I believe this means that I should be able to distribute the program without alteration or charge and without claiming ownership. I think that I personally (nothing to do with GiantITP) will find a place to upload the file and provide a link for it unless someone can provide me with a legal or ethical reason not to.

Shhalahr Windrider
2008-02-17, 07:27 AM
I think that I personally (nothing to do with GiantITP) will find a place to upload the file and provide a link for it unless someone can provide me with a legal or ethical reason not to.
I don't see any problem ethically. But legally, isn't the basic principle that any piece of intellectual property is considered copyrighted unless explicitly released otherwise? Y'know, like a notice that says "This is Public Domain"? At least in the U.S. anyway.

(Though I know at one time it was actually just the opposite. Night of the Living Dead wound up in the public domain because someone forgot to tag it with a copyright notice. But that hoop in intellectual property protection has certainly been taken down.)

Rawhide
2008-02-17, 07:47 AM
Well, this is what I want to know.

You see, the product was completely free and available for anyone to download and use without restriction, I'm not in any way modifying it, claiming it as my own or making money from it. Just allowing people to download and use the free product that is otherwise no longer available, I still want to make sure I do it right though.

Shhalahr Windrider
2008-02-17, 08:04 AM
Well, one of the things about copyright is that it generally means whoever owns the copyright has sole claim to distribution methods. Even if the owner distributed it for free, those who had a copy are not allowed to do likewise unless explicitly granted permission from the owner. I imagine the primary purpose there is to give the owner a chance to decide to actually sell and make profit off the device at a later date while the copyright is still in effect (which under U.S. Law is an obscenely long time, lasting some 70+ years after the death of the actual creator... :smallyuk:).

Of course, I know nothing about the author or which country's laws apply in this case.

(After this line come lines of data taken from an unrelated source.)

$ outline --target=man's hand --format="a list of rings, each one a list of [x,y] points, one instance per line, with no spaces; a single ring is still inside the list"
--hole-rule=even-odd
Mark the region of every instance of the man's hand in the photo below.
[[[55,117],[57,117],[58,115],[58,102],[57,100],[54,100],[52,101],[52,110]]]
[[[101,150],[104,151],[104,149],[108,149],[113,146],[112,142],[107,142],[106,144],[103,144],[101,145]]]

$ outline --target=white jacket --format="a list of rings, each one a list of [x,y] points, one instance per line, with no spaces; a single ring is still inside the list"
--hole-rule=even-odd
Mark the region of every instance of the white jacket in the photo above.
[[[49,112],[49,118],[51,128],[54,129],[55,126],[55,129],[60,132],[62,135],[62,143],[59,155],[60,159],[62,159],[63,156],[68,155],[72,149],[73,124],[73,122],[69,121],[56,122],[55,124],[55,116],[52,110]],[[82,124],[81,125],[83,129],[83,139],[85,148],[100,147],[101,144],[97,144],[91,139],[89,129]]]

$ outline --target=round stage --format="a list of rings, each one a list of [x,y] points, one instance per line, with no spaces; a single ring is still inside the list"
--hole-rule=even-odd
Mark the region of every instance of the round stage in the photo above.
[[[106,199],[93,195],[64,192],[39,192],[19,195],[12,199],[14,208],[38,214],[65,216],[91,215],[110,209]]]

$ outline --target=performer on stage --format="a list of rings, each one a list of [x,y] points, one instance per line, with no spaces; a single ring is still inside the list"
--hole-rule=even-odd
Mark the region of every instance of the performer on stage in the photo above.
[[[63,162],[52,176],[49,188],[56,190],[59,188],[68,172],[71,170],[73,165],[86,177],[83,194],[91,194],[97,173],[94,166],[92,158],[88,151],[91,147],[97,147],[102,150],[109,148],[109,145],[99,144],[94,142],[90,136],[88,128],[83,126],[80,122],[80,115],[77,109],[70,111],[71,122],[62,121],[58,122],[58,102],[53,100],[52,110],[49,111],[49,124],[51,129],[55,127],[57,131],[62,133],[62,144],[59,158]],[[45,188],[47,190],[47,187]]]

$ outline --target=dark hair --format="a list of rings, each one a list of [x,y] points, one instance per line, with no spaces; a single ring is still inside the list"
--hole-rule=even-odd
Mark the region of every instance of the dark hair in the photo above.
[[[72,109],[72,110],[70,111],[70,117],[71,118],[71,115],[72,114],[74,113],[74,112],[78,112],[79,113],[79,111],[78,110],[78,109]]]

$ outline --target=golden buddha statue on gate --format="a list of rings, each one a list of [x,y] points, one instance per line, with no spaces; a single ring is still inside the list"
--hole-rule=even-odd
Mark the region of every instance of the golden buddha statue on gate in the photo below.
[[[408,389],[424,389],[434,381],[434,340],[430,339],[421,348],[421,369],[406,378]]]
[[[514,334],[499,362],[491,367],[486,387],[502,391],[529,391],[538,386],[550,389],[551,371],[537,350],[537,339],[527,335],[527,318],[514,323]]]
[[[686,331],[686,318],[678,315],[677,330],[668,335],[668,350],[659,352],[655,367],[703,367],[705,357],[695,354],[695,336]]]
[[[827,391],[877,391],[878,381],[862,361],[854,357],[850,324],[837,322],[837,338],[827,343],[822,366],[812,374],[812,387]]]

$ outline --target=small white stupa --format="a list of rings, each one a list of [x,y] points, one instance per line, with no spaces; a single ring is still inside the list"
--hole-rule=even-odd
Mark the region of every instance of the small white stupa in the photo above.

I suppose I should also throw out the "I'm Not a Lawyer" disclaimer. I wouldn't really even claim to be a lay expert. I'm just making observations based on the functional "Coypright Law and You" stuff they make you learn in Web Design class. Since those classes were taken in the U.S. they tend to focus on U.S. laws, which is unfortunate, because I really don't know when the laws of another jurisdiction would even apply.

Rawhide
2008-02-17, 08:15 AM
I just remembered something that may change things. It was distributed alongside the source code, I never downloaded the source code, having no interest in reprogramming it, but it was there and the malware removal site (where it was hosted) even verified that there was nothing malicious in the source.

unstattedCommoner
2008-02-17, 09:52 AM
Whatever licence you obtained it under should still be valid, and if that allows you to distribute it then you should be able to distribute it.

Shhalahr Windrider
2008-02-18, 09:02 AM
Whatever licence you obtained it under should still be valid, and if that allows you to distribute it then you should be able to distribute it.
Problem is that it wasn't distributed with an official liscense, so we're left with whatever the law considers the "Default" liscense for software distributed over the Internet. And no one is quite sure what that entails.